Curated set of tool compounds to probe PYK2 and FAK signaling in Alzheimer's disease.

INTRODUCTION: Proline-rich tyrosine kinase 2 (PYK2) and focal adhesion kinase (FAK) are non-receptor tyrosine kinases implicated in Alzheimer's disease (AD), but their functional role in microglia remains understudied. Selective pharmacological tools are required for preclinical studies leading to translational therapeutic development.
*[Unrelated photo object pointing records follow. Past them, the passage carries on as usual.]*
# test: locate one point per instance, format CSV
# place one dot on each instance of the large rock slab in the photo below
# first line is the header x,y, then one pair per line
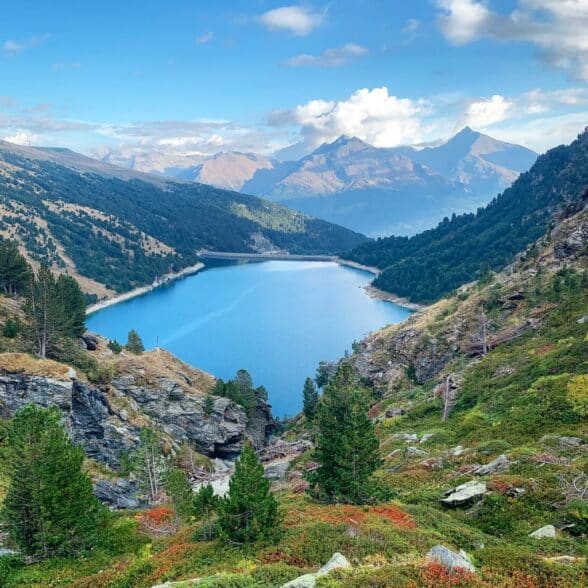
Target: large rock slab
x,y
450,560
548,531
337,561
465,493
497,466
METHODS: We evaluated potent and selective inhibitors described in publications and patents, synthesized or procured representative compounds, and profiled them in kinase assays. In vitro physicochemical and pharmacokinetic (PK) properties were assessed, and functional effects were studied in microglial phagocytosis assays using HMC3 and BV2 microglia cellular models. RESULTS: Biochemical profiling confirmed potent and selective inhibition, consistent with reported data, though assay-dependent differences in apparent selectivity were observed. Most compounds showed favorable physicochemical and PK properties. In HMC3 assay, the PYK2-selective tool compounds showed that strong stimulation of phagocytosis and parallel cell counts declined at non-toxic concentrations. DISCUSSION: This curated set of well-characterized inhibitors provides a validated toolkit to probe PYK2/FAK biology in AD-relevant models.